Department of Radiation Oncology, The University of Texas MD Anderson Cancer Center, Houston, Texas.
Department of Radiation Oncology, The University of Texas MD Anderson Cancer Center, Houston, Texas.
Int J Radiat Oncol Biol Phys. 2024 May 1;119(1):193-199. doi: 10.1016/j.ijrobp.2023.11.039. Epub 2023 Dec 8.
Radiation therapy (RT) is the standard treatment for solitary plasmacytoma (SP); however, the optimal management of RT-refractory SPs is unknown. We examined outcomes after early systemic therapy, surgical resection, or observation for patients with RT-refractory disease and assessed the potential impact of treatment selection on disease outcomes.
We retrospectively reviewed patients with SP treated with definitive radiation and evaluated at a single institution with persistent disease on imaging or biopsy. Descriptive statistics were used to characterize patient and disease characteristics and treatment outcomes.
Of 102 total SP patients, 17 (17%) were RT-refractory. The median RT dose was 45 Gy, and median follow-up was 71 months from end of RT. Fifteen patients had additional treatment for refractory disease at a median time of 9.5 months after RT, with the following subsequent interventions: surgical resection (n = 4), additional RT (n = 2), systemic therapy without evidence of multiple myeloma (MM; n = 4), systemic therapy for progression to MM (n = 5), and observation (n = 2). Of 4 patients treated with surgical resection, 3 progressed to MM 22 to 43 months after diagnosis. Of 2 patients treated with additional RT, neither responded, and both had pathologic confirmation of residual disease after the second course. Four patients treated with systemic therapy without MM all had complete responses on positron emission tomography and no subsequent MM progression. Eight patients were initially observed after RT for ≥12 months (n = 8) or ≥24 months (n = 6). Of the 2 patients in continued observation, both had stable/unchanged avidity after radiation treatment for 12 and 22 months and ultimately had a slow decrease of disease avidity over multiple years.

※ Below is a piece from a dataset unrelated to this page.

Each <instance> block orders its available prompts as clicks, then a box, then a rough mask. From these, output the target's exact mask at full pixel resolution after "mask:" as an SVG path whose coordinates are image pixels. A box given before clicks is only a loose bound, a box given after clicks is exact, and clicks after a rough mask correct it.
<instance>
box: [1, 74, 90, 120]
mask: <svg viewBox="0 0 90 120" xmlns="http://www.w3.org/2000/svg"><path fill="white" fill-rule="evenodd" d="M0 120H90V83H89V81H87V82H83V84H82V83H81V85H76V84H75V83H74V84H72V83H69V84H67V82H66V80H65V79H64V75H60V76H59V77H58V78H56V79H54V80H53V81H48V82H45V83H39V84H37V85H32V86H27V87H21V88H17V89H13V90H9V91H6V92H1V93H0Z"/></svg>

Patients with RT-refractory SPs can achieve good local control with alternative therapies, such as surgery or systemic therapy, if needed. Additional RT does not seem to be effective. Given the known high rates of progression from SP to MM, close observation of asymptomatic persistent disease until disease progression is likely sufficient in most cases.
放射治疗(RT)是孤立性浆细胞瘤(SP)的标准治疗方法;然而,RT 抵抗性 SP 的最佳治疗方法尚不清楚。我们研究了 RT 抵抗性疾病患者早期全身治疗、手术切除或观察的结果,并评估了治疗选择对疾病结局的潜在影响。
我们回顾性分析了在一家机构接受确定性 RT 治疗且影像学或活检显示持续性疾病的 SP 患者。使用描述性统计数据来描述患者和疾病特征以及治疗结果。
在 102 例 SP 患者中,有 17 例(17%)为 RT 抵抗性。RT 剂量中位数为 45 Gy,从 RT 结束到中位随访时间为 71 个月。15 例患者在 RT 后 9.5 个月的中位时间内接受了难治性疾病的额外治疗,随后进行了以下干预:手术切除(n=4)、额外 RT(n=2)、无多发性骨髓瘤(MM)证据的全身治疗(n=4)、进展为 MM 的全身治疗(n=5)和观察(n=2)。4 例接受手术切除的患者中,3 例在诊断后 22 至 43 个月进展为 MM。2 例接受额外 RT 治疗的患者均未缓解,且在第二疗程后均有残留疾病的病理证实。4 例无 MM 的全身治疗患者的正电子发射断层扫描均完全缓解,且无后续 MM 进展。8 例患者在 RT 后观察至少 12 个月(n=8)或至少 24 个月(n=6)。在持续观察的 2 例患者中,2 例在 RT 治疗后 12 个月和 22 个月时的疾病活性均稳定/无变化,最终在多年内疾病活性缓慢下降。
如果需要,RT 抵抗性 SP 患者可以通过替代治疗(如手术或全身治疗)获得良好的局部控制。额外的 RT 似乎没有效果。鉴于从 SP 到 MM 的进展率已知很高,在大多数情况下,直到疾病进展,对无症状持续性疾病进行密切观察可能就足够了。